Regulatory and Statutory Changes Coming to Self-Corrections Programs

Plans will find more room to correct their own mistakes under SECURE 2.0 and a DOL proposed rule change.

In recent months, the latitude given to fiduciaries looking to self-correct errors in plan administration has been expanding.

In November 2022, the Department of Labor proposed a rule that would expand the Voluntary Fiduciary Correction Program. The proposed rule would permit fiduciaries to correct errors related to the repayment of loans and delayed investment of employee contributions if the error was no older than 180 days and did not amount to more than $1,000. It would also require the fiduciary to provide notice to DOL after the fact, instead of seeking pre-approval.

More on the VFCP proposal can be found here. The comment period for the proposal closed today.

A public comment letter submitted to the DOL today by the ERISA Industry Committee (ERIC) was supportive of the proposal. It did, however, call for $10,000 and 365-day limits instead of the proposed $1,000 and 180-day limits.

The letter noted that the SECURE 2.0 Act of 2022made some changes that will ease self-correcting processes.

Section 305 of SECURE 2.0

Section 305 of SECURE 2.0 allows plans to self-correct errors related to loan administration through the Self-Correction Program under the Employee Plans Compliance Resolution System, within the jurisdiction of the IRS.

According to Matt Hawes, a partner in Morgan Lewis, the IRS previously did not allow for self-correction of administrative loan errors, instead requiring a process called the Voluntary Correction Program, which allows a sponsor to pay a fee and request IRS approval to make a correction. Now sponsors can use the self-correction program, which does not require contacting the IRS or paying a fee, to correct these errors.

Jason Lee, an ERISA attorney and principal with Groom Law Group, Chartered, says there is overlap between the DOL VFCP proposal and Section 305. If the proposed rule goes into effect, the DOL will be required to treat plan participant loan failures—such as those resulting from a mistaken amount or duration—that are self-corrected under IRS SCP rules as also satisfying the DOL’s VFCP’s rules. Section 305 authorizes the DOL to require notice from plans that use this method but does not mandate the DOL to do so.

For plans to use the self-correction process under Section 305, the loan error in question must be an “eligible inadvertent” mistake. In order to be considered an “eligible inadvertent” mistake, the failure must have happened despite the presence of appropriate policies and procedures, cannot be an “egregious” failure and cannot relate to either the misuse of plan assets or “abusive tax avoidance.”

Hawes explains that Section 305 of SECURE 2.0 deals with “run of the mill” administrative issues relating to loans, but the DOL proposal was limited to deposit failures, such as not repaying loans or investing contributions.
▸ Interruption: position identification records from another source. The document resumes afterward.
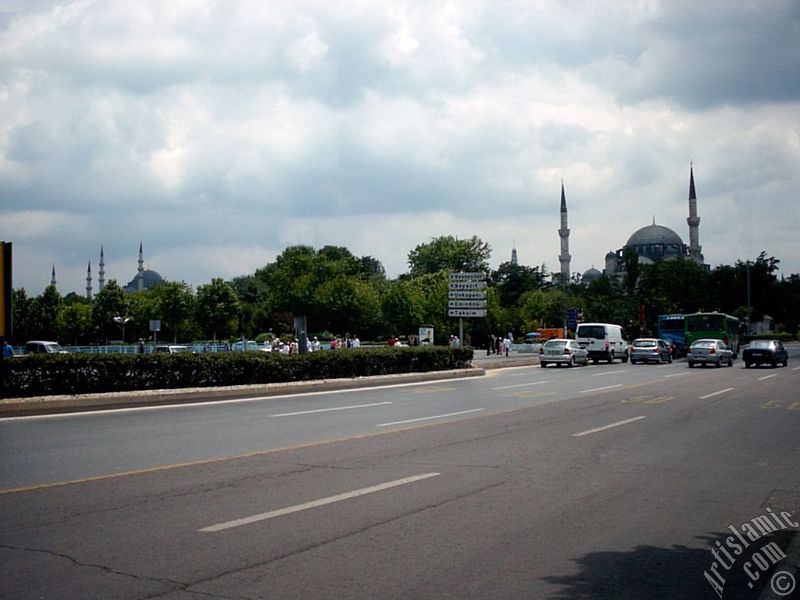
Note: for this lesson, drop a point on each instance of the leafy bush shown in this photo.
(39, 375)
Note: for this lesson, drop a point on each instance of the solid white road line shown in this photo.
(463, 412)
(609, 426)
(712, 394)
(607, 387)
(315, 503)
(506, 387)
(335, 408)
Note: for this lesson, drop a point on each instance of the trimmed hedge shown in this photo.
(42, 375)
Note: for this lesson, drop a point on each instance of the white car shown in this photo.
(563, 352)
(709, 352)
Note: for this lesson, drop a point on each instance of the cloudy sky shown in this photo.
(218, 133)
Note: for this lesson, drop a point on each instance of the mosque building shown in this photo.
(145, 279)
(652, 243)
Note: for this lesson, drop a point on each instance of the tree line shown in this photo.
(341, 293)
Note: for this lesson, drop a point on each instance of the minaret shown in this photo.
(140, 275)
(102, 273)
(89, 281)
(563, 233)
(694, 222)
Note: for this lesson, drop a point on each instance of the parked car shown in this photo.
(709, 352)
(249, 346)
(42, 347)
(563, 352)
(650, 349)
(603, 341)
(172, 349)
(765, 352)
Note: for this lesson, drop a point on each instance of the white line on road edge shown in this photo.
(463, 412)
(318, 410)
(315, 503)
(505, 387)
(609, 426)
(712, 394)
(607, 387)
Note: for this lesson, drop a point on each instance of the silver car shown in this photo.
(563, 352)
(709, 352)
(650, 349)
It is not clear if Section 305 in SECURE 2.0 will be accounted for or otherwise affect the DOL’s VFCP proposal under consideration. Hawes says this provision could result in the DOL “tweaking the rule a little bit,” but not necessarily.

When asked for comment, a spokesperson for the DOL said, “The Department of Labor is in consultation with the IRS regarding the implementation of Section 305(b). However, Section 305(b) has no immediate impact on the recent proposed amendments to the Department of Labor’s Voluntary Fiduciary Correction Program.”

Other Self-Correction Sections of SECURE 2.0

Section 301 of SECURE 2.0 addresses overpayment corrections by allowing plans to opt not to collect benefit overpayments, or to collect them by reducing future benefits. David Levine, an ERISA attorney and partner at the Groom Law Group, explains that, “Fiduciaries believed it was their responsibility to go after overpayments. This enhancement provides protection and allows fiduciaries to act in a participant-friendly way without running afoul of their ERISA duties.”

Section 350 permits the correction of errors related to auto-enrollment beginning in 2024. This section allows a grace period of 9.5 months after the end of the plan year in which an error was made for a sponsor to correct “reasonable” errors without penalty. These errors can include things such as improperly excluding an eligible employee from the plan.